Note

This tutorial is compatible with Gymnasium version 1.2.0.

Action Masking in the Taxi Environment

This tutorial demonstrates how to use action masking in the Taxi environment to improve reinforcement learning performance by preventing invalid actions.

The Taxi environment is a classic grid world problem where a taxi needs to pick up a passenger and drop them off at their destination. In this environment, not all actions are valid at every state - for example, you can’t drive through walls or pick up a passenger when you’re not at their location.

Action masking is a technique that helps reinforcement learning agents avoid selecting invalid actions by providing a binary mask that indicates which actions are valid in the current state. This can significantly improve learning efficiency and performance.
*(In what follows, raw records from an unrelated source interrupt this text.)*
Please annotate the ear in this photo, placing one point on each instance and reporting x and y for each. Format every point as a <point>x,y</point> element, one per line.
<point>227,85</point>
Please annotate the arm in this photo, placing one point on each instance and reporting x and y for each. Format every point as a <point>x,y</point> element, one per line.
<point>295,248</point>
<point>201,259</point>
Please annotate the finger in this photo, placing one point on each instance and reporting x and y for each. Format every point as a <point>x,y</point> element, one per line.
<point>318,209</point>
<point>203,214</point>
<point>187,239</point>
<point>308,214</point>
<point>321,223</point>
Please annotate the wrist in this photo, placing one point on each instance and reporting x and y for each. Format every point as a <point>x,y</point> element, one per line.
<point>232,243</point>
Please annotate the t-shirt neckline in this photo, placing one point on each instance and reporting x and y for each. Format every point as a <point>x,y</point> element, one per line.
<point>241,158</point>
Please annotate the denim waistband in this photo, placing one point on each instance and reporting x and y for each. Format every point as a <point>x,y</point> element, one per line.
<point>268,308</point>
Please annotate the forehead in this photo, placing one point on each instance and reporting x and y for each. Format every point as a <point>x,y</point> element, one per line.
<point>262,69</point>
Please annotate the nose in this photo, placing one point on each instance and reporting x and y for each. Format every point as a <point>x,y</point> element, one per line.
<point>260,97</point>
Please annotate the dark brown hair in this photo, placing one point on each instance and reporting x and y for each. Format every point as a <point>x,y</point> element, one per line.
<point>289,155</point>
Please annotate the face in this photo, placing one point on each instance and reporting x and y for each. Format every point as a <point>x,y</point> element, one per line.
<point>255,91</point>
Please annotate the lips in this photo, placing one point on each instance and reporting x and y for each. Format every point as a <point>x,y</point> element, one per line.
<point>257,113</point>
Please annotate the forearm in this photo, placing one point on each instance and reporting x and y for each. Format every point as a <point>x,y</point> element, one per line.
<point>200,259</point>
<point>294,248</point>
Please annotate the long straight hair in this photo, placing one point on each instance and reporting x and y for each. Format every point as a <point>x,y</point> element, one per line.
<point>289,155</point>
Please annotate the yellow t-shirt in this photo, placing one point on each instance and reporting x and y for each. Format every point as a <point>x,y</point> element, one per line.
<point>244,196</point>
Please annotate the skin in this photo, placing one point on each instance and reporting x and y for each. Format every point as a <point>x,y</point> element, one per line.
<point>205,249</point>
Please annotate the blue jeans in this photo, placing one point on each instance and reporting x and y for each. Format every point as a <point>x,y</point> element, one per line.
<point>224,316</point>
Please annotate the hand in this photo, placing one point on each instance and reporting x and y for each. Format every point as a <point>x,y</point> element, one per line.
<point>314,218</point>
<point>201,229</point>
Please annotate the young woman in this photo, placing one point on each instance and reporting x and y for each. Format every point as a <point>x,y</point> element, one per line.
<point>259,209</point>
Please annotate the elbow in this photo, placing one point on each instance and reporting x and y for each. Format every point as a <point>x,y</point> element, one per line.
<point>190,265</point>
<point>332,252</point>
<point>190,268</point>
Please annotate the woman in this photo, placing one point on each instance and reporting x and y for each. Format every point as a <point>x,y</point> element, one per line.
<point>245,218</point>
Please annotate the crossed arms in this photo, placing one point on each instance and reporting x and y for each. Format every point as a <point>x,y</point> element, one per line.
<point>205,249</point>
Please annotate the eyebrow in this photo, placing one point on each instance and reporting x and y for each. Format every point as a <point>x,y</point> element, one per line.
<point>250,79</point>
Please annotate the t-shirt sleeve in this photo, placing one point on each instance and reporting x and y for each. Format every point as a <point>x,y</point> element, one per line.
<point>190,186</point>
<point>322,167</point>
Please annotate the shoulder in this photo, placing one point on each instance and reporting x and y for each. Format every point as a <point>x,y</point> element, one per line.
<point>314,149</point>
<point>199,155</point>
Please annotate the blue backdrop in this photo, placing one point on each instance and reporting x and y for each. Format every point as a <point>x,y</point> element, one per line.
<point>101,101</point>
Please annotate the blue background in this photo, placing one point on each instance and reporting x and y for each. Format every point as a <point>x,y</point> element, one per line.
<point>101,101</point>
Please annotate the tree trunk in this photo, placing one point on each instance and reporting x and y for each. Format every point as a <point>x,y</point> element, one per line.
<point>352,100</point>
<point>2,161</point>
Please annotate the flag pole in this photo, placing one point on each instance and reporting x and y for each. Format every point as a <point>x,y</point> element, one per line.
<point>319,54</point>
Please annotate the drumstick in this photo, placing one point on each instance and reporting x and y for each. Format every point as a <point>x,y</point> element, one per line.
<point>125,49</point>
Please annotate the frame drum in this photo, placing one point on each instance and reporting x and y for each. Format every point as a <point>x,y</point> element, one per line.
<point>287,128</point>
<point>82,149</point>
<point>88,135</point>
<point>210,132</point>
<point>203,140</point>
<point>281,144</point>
Understanding the Taxi Environment

The Taxi environment has 6 possible actions:

  • 0: Move south (down)

  • 1: Move north (up)

  • 2: Move east (right)

  • 3: Move west (left)

  • 4: Pickup passenger

  • 5: Drop off passenger

The environment provides an action_mask in the info dictionary returned by reset() and step(). This mask is a binary array where 1 indicates a valid action and 0 indicates an invalid action.

How Action Masking Works

Action masking works by constraining the agent’s action selection to only valid actions:

  1. During exploration: When selecting random actions, we only choose from the set of valid actions

  2. During exploitation: When selecting the best action based on Q-values, we only consider Q-values for valid actions

  3. During Q-learning updates: We compute the maximum future Q-value only over valid actions in the next state

Let’s implement this step by step:

import random
from pathlib import Path

import matplotlib.pyplot as plt
import numpy as np

import gymnasium as gym


# Base random seed for reproducibility
BASE_RANDOM_SEED = 58922320


def train_q_learning(
    env,
    use_action_mask: bool = True,
    episodes: int = 5000,
    seed: int = BASE_RANDOM_SEED,
    learning_rate: float = 0.1,
    discount_factor: float = 0.95,
    epsilon: float = 0.1,
) -> dict:
    """Train a Q-learning agent with or without action masking."""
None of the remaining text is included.